Query filters to apply. FilterClause objects are automatically converted to QueryFilter internally. Defaults to None.

None
options QueryOptions | None

Query options like limit and sorting. Defaults to None.

None
**kwargs Any

Backend-specific parameters.

{}

Returns:

Type Description
list[Chunk]

list[Chunk]: Query results.

retrieve_fuzzy(query, max_distance=2, filters=None, options=None, max_candidates=1000, **kwargs) async

Find records that fuzzy match the query within distance threshold.

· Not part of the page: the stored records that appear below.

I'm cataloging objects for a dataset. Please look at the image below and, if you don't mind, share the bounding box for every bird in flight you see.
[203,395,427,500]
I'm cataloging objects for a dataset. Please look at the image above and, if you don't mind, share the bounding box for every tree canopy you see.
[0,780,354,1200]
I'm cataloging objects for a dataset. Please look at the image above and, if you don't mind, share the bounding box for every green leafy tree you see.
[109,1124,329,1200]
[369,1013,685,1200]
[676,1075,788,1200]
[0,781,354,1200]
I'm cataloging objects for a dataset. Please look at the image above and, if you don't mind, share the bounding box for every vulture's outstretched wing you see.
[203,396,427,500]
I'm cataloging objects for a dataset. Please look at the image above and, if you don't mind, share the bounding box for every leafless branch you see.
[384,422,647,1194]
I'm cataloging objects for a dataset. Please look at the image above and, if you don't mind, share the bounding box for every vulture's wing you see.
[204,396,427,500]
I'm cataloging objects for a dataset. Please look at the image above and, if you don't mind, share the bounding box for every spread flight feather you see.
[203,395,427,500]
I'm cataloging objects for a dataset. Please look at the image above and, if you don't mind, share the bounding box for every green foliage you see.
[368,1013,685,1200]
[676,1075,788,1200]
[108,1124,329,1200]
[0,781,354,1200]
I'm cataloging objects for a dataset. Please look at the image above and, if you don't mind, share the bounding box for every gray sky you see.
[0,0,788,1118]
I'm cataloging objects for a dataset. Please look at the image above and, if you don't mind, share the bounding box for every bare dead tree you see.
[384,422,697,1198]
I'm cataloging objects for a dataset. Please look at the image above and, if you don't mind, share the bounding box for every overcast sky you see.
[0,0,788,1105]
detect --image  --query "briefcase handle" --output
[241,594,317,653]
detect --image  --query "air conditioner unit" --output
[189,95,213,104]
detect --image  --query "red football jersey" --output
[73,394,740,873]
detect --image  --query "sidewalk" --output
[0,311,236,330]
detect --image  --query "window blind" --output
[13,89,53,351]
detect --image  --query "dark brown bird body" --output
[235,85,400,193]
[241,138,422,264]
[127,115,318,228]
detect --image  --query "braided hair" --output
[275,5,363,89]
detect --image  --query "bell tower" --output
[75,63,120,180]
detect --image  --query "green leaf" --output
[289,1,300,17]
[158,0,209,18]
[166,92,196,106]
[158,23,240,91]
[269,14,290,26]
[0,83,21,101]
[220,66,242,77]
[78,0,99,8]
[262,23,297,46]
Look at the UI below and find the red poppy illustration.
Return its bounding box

This method retrieves candidates from Milvus using metadata filters first, then performs client-side fuzzy matching using Levenshtein distance. The max_candidates parameter limits the initial query to reduce processing time, and the final limit from options is applied after sorting by distance.

Parameters:

Name Type Description Default
query str

Text to fuzzy match against.

required
max_distance int

Maximum edit distance for matches (Levenshtein distance). Defaults to 2.

2
filters FilterClause | QueryFilter | None

Optional metadata filters to apply. FilterClause objects are automatically converted to QueryFilter internally. Defaults to None.

None
options QueryOptions | None

Query options (limit, sorting, etc.). Defaults to None. The limit is applied client-side after distance sorting.

None
max_candidates int

Maximum number of candidates to retrieve from Milvus before applying fuzzy matching. Defaults to 1000. This helps limit processing time for large datasets.

1000
**kwargs Any

Backend-specific parameters.

{}

Returns:

Type Description
list[Chunk]

list[Chunk]: Matched chunks ordered by distance (ascending) or by options.order_by if specified.

update(update_values, filters=None, **kwargs) async

Update existing records in the datastore.

Parameters:

Name Type Description Default
update_values dict[str, Any]

Values to update. Supports "content" for updating document content and "metadata" for updating metadata. Other keys are treated as direct metadata updates.

required
filters FilterClause | QueryFilter | None

Filters to select records to update. FilterClause objects are automatically converted to QueryFilter internally. Defaults to None.

None
**kwargs Any

Backend-specific parameters (e.g., partition_name).

{}
Note

If filters is None, no operation is performed (no-op).